Антонио же, казалось, ощущает прилив энергии всякий раз, как узнает, что друг испытывает досаду, понимая, что мощный ум сына писаря вновь одержал верх. Ведь недаром говорят, что жизнь – это путешествие, одаривающее людей самыми необычными, самыми нелепыми, но и наилучшим образом дополняющими друг друга попутчиками.
Выйдя за пределы военных укреплений и шагая по направлению к улице Магдалены, Антонио ощущал тяжесть набитого деньгами кошелька, который вручил ему дон Бернардо, дав при этом не слишком определенные указания относительно использования средств, не указав даже общей суммы, которую он может потратить. Поэтому он раздумывал о том, что во время пребывания здесь он вполне может пользоваться этими деньгами в свое удовольствие, то есть потратить их на покупку благосклонного расположения окружающих, чтобы таким образом обеспечить приятный досуг, поскольку было видно, что дела начинают устраиваться сами собой. Он уже догадывался, что большую часть денег они должны потратить на развлечения, дожидаясь возвращения судна, которое вышло в море спустя несколько часов после их высадки на берег. Он даже решил, что именно с этой целью дон Бернардо и отдал их в руки ему, именно ему, а не Бернардо Фелипе. Вскоре он окончательно убедится в этом.

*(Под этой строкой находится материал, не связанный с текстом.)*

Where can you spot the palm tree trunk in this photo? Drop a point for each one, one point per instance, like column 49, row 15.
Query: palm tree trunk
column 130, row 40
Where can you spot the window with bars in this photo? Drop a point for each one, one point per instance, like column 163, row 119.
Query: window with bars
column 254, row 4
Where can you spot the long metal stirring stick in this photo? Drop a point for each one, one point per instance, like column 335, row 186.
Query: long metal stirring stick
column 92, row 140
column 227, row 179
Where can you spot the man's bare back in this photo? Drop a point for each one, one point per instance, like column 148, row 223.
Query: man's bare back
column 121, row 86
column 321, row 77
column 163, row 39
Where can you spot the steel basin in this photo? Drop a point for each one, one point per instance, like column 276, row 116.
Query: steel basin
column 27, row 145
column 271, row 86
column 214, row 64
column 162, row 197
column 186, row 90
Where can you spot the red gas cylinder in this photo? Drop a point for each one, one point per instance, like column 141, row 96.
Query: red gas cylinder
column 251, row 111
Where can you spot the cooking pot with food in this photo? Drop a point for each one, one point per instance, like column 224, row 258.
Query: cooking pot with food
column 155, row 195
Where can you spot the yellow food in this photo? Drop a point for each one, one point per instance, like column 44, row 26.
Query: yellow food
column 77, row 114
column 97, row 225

Как только уже в первые дни пребывания в Ферроле было покончено с довольно многочисленными поручениями, дни потекли безмятежно, постепенно раскрывая Антонио глаза на многие вещи. Иногда Бернардо Фелипе куда-то исчезал, и тогда Антонио занимался тем, что бродил в одиночестве по верфи, внимательно разглядывая дно главного дока, которое благодаря работавшим без остановки насосам, откачивающим воду, становилось час от часу все доступнее для взгляда; или же ходил по строившемуся городу, любуясь строгой неоклассической сдержанностью его церквей или красотой домов на улице Магдалены, в одном из которых они поселились по указанию дона Бернардо. Они разместились в доме, выделявшемся среди других кованым балконом на втором этаже и застекленной галереей на третьем, где они и занимали каждый по комнате, в то время как трое прибывших с ними слуг жили на нижнем этаже, проводя ночь на сеновале, располагавшемся в задней части здания. Сеновал находился рядом с конюшней, где стояли лошади, и курятником, снабжавшим едой весь дом.
Дом принадлежал Исабель, молодой вдове покойного дона Агустина Саломона, друга и доверенного лица дона Бернардо, крупного коммерсанта. Похоже, старый Индеец очень неплохо с ней поладил после того, как был преодолен трудный период, связанный с отходом покойного в мир иной, если судить по знакам внимания, которые она щедро расточала его сыну и которые распространялись также и на Антонио Раймундо; даже теперь, в келье, что он временно занимал в монастыре Вилановы-де-Оскос, холодным утром поздней весны 1978 года, он вспоминал о ней с такой нежностью, что она заполняла все его существо, заставив его вспомнить о Лусинде, мирно спавшей в доме напротив монастыря и не подозревающей, что она служит поводом для вздохов и воспоминаний хозяина Саргаделоса.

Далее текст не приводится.